Dietary dihydroartemisinin supplementation alleviates intestinal inflammatory injury through TLR4/NOD/NF-κB signaling pathway in weaned piglets with intrauterine growth retardation

The aim of present study was to evaluate whether diets supplemented with dihydroartemisinin (DHA) could alleviate intestinal inflammatory injury in weaned piglets with intrauterine growth retardation (IUGR). Twelve normal birth weight (NBW) piglets and 12 piglets with IUGR were fed a basal diet (NBW-CON and IUCR-CON groups), and another 12 piglets with IUGR were fed the basal diet supplemented with DHA at 80 mg/kg (IUGR-DHA group) from 21 to 49 d of age. At 49 d of age, 8 piglets with similar body weight in each group were sacrificed. The jejunal and ileal samples were collected for further analysis.

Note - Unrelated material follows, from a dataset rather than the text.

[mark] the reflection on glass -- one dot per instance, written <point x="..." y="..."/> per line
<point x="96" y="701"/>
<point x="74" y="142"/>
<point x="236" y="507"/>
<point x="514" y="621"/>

The results showed that IUGR impaired intestinal morphology, increased intestinal inflammatory response, raised enterocyte apoptosis and reduced enterocyte proliferation and activated transmembrane toll-like receptor 4 (TLR4)/nucleotide-binding and oligomerization domain (NOD)/nuclear factor-κB (NF-κB) signaling pathway. Dihydroartemisinin inclusion ameliorated intestinal morphology, indicated by increased villus height, villus height-to-crypt depth ratio, villus surface area and decreased villus width of piglets with IUGR (P < 0.05). Compared with NBW piglets, IUGR piglets supplemented with DHA exhibited higher apoptosis index and caspase-3 expression, and lower proliferation index and proliferating cell nuclear antigen expression in the intestine (P < 0.05). Dihydroartemisinin supplementation attenuated the intestinal inflammation of piglets with IUGR, indicated by increased concentrations of intestinal inflammatory cytokines and lipopolysaccharides (P < 0.05). In addition, DHA supplementation down-regulated the related mRNA expressions of TLR4/NOD/NF-κB signaling pathway and upregulated mRNA expressions of negative regulators of TLR4 and NOD signaling pathway in the intestine of piglets with IUGR (P < 0.05). Piglets in the IUGR-DHA group showed lower protein expressions of TLR4, phosphorylated NF-κB (pNF-κB) inhibitor α, nuclear pNF-κB, and higher protein expression of cytoplasmic pNF-κB in the intestine than those in the IUGR-CON group (P < 0.05). In conclusion, DHA supplementation could improve intestinal morphology, regulate enterocyte proliferation and apoptosis, and alleviate intestinal inflammation through TLR4/NOD/NF-κB signaling pathway in weaned piglets with IUGR.